Stanford in 1968
Richard Lyman arrived at Stanford as an untenured associate professor of history in 1958, a time when the pastoral setting and sleepy campus climate prompted a colleague to comment that, “anyone in search of intellectual excitement would have to journey 50 miles to Berkeley.” Another characterized the University’s role as “educating the children of the middling rich of Los Angeles.”
When Lyman was appointed provost eight years later, much of that had changed. Stanford’s admission rate had gone from seven-of-every-eight applicants in 1951 to one-in-five by 1965. Between 1960 and 1963, graduate enrollment increased by more than 1,100. Although still overwhelmingly white and male—the University did not rescind a decades-old resolution limiting female enrollment until 1972—the undergraduate population was becoming more diverse, with more students of color and more from outside California.
By 1966, inspired by the civil rights movement and hardening antipathy toward the war in Vietnam, student activists were challenging Stanford on many fronts. Sit-ins and campus demonstrations targeted admission policies, University governance, the draft, ROTC and classified research. One of the most consistent targets was the Stanford Research Institute, a lab located in the Stanford Industrial Park. Formed in 1946 as a wholly owned subsidiary of the University, SRI was conceived as an innovation center aimed at economic development for the West Coast. In the mid-’60s, SRI received much of its funding from the Department of Defense, and its contracts included work on chemical and biological agents with potential military applications.
Contentious but mostly peaceful in the beginning, the activism turned violent in 1968 when arsonists burned the naval ROTC building to the ground and destroyed the office of outgoing president J.E. Wallace Sterling, PhD ’38. Sterling’s successor, Kenneth Pitzer, inherited a campus bristling with rancor. He resigned just 19 months later, replaced by Lyman, who became Stanford’s seventh president on September 24, 1970.
In his 2009 memoir, Stanford in Turmoil: Campus Unrest, 1966–1972, Lyman describes the events that took place at Stanford during the most disruptive period in the history of American higher education, and reflects on Stanford's particular expression of Sixties radicalism.

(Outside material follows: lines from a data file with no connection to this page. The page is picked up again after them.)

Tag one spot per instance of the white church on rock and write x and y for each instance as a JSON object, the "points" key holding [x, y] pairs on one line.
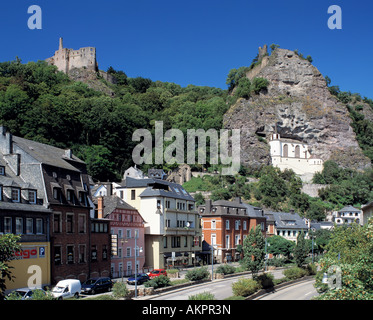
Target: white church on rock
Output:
{"points": [[295, 155]]}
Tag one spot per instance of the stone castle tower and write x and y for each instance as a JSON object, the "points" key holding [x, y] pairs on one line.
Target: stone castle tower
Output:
{"points": [[66, 59]]}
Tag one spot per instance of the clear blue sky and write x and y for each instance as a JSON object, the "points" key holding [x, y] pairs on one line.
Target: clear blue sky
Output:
{"points": [[196, 42]]}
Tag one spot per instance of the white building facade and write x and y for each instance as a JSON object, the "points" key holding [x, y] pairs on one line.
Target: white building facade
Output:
{"points": [[295, 155]]}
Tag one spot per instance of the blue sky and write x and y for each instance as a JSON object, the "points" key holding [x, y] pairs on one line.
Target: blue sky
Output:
{"points": [[196, 42]]}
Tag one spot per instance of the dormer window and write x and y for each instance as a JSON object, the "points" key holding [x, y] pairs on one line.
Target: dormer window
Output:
{"points": [[16, 194], [82, 198], [32, 196]]}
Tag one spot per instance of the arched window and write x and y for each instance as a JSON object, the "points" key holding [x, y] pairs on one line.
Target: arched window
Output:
{"points": [[286, 151], [297, 151]]}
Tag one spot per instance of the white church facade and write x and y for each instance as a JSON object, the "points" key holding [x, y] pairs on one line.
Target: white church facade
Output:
{"points": [[295, 155]]}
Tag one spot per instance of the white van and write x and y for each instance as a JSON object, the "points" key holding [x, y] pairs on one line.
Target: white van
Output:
{"points": [[66, 289]]}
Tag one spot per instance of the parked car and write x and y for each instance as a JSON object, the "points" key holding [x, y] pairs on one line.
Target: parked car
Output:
{"points": [[141, 278], [95, 285], [157, 273], [66, 289], [26, 293]]}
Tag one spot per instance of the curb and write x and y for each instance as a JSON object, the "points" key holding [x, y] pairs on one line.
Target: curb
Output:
{"points": [[283, 285]]}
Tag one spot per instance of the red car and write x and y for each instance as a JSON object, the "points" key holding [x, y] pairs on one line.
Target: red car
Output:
{"points": [[157, 273]]}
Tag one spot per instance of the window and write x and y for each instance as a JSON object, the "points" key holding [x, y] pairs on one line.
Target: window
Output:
{"points": [[104, 252], [81, 224], [83, 198], [237, 224], [70, 195], [175, 242], [16, 195], [213, 224], [7, 225], [69, 223], [70, 254], [237, 239], [81, 253], [29, 226], [94, 253], [164, 242], [56, 193], [32, 196], [57, 256], [19, 225], [39, 226]]}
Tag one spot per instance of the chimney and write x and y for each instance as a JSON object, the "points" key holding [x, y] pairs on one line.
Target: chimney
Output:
{"points": [[68, 153], [6, 142], [109, 188], [208, 206], [100, 207]]}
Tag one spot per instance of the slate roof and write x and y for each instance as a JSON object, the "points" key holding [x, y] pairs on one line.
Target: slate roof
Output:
{"points": [[47, 154], [114, 202], [349, 209], [282, 220], [158, 188]]}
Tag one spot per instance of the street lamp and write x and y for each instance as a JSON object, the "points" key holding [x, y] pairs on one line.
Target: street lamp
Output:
{"points": [[140, 250]]}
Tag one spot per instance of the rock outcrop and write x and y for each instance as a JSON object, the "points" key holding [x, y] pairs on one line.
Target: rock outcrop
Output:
{"points": [[299, 106]]}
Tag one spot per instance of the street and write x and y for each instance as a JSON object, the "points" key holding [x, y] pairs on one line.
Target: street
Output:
{"points": [[220, 288], [302, 291]]}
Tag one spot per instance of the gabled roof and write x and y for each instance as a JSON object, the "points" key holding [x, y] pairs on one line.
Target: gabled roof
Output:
{"points": [[47, 154], [287, 220], [114, 202], [158, 188], [349, 209]]}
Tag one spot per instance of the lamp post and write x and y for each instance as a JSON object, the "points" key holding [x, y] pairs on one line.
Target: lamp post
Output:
{"points": [[212, 259], [140, 250]]}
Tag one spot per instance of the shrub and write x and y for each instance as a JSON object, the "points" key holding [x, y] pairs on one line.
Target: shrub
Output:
{"points": [[202, 296], [265, 280], [311, 269], [245, 287], [158, 282], [225, 269], [197, 274], [120, 290], [294, 273]]}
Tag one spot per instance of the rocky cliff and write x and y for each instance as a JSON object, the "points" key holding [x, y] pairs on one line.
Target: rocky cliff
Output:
{"points": [[300, 105]]}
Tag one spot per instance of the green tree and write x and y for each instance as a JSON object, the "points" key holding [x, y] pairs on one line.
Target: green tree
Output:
{"points": [[254, 250], [9, 243], [278, 245], [351, 250], [301, 250]]}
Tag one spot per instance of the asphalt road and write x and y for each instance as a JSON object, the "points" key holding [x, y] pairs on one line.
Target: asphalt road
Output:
{"points": [[301, 291], [221, 289]]}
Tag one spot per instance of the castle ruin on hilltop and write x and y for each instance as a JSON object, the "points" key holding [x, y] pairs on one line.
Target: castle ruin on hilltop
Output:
{"points": [[67, 59]]}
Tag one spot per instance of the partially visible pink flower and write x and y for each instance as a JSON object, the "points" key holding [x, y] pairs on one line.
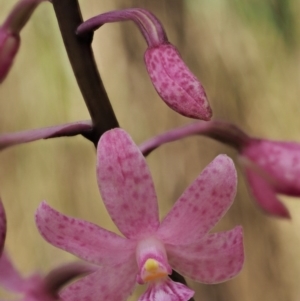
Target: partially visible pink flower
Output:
{"points": [[10, 33], [2, 227], [37, 287], [272, 167], [174, 82], [150, 249]]}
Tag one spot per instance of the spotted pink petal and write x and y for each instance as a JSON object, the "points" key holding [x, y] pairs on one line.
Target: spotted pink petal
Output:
{"points": [[280, 160], [167, 290], [215, 258], [113, 284], [202, 205], [83, 239], [175, 83], [265, 196], [126, 185], [2, 227], [10, 278]]}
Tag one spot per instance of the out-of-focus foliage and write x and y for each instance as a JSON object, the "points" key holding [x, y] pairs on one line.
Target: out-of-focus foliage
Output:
{"points": [[246, 54]]}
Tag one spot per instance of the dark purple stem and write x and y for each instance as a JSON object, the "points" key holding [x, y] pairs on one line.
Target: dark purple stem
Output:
{"points": [[84, 67], [219, 130], [70, 129], [82, 60], [149, 25]]}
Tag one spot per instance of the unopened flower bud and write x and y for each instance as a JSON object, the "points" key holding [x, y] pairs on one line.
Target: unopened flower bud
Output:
{"points": [[175, 83]]}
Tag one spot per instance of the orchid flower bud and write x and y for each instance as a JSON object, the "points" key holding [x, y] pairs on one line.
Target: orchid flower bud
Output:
{"points": [[172, 79], [10, 33]]}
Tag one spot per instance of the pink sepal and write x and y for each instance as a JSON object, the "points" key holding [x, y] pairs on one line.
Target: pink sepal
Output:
{"points": [[167, 290], [202, 204], [215, 258], [126, 185], [175, 83], [83, 239], [113, 284]]}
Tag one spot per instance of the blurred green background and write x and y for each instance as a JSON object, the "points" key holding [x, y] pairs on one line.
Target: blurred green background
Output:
{"points": [[247, 55]]}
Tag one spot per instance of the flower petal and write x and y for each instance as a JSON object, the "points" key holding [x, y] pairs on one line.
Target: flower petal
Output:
{"points": [[2, 227], [108, 283], [167, 290], [10, 278], [83, 239], [265, 196], [202, 205], [215, 258], [280, 160], [126, 185]]}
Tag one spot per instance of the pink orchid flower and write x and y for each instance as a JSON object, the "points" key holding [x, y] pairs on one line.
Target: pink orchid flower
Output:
{"points": [[272, 167], [150, 249], [172, 79], [2, 227], [37, 287]]}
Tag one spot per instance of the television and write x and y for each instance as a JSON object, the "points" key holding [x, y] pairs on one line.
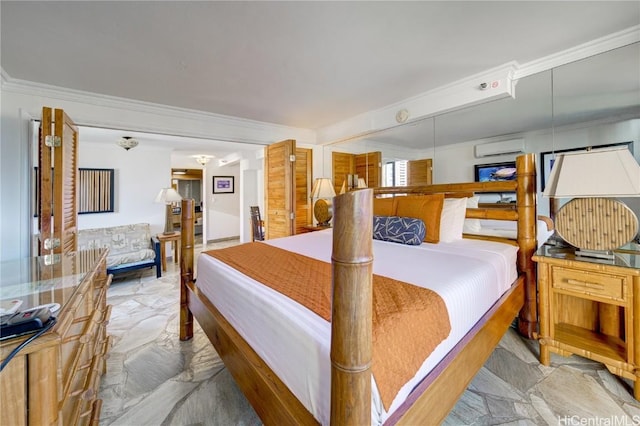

In the book Lyman describes a memorial service in Memorial Church after the assassination of Martin Luther King Jr., during which members of the university’s Black Student Union calmly took over the stage and read from a list of demands, including calls to increase the number of minority students and faculty at Stanford, to a standing ovation. By the end of the week, wrote Lyman, the administration had met most of the demands in spirit, if not exact detail, and refused only one: to fire a top university official.
“When situations of this kind are analyzed, it is usually assumed that the establishment—in this case the Stanford administration—aims to yield as little ground as possible, just enough to avert disaster. Applied to the hectic days of April 1968 the assumption is quite simply wrong. Our mood and attitude toward what we were doing were a strange mixture of fear and exhilaration: fear that big and unmanageable disruption might take place, of course, but also exhilaration that we were being compelled, by the force of history as much as by the pressure from the Black Student Union and East Palo Alto and their on-campus allies, to do the best we could to begin the process of righting huge historic wrongs.”
Adapted from Stanford magazine’s January 2009 cover story, “At the Hands of Radicals,” with additional research from the Stanford News Service.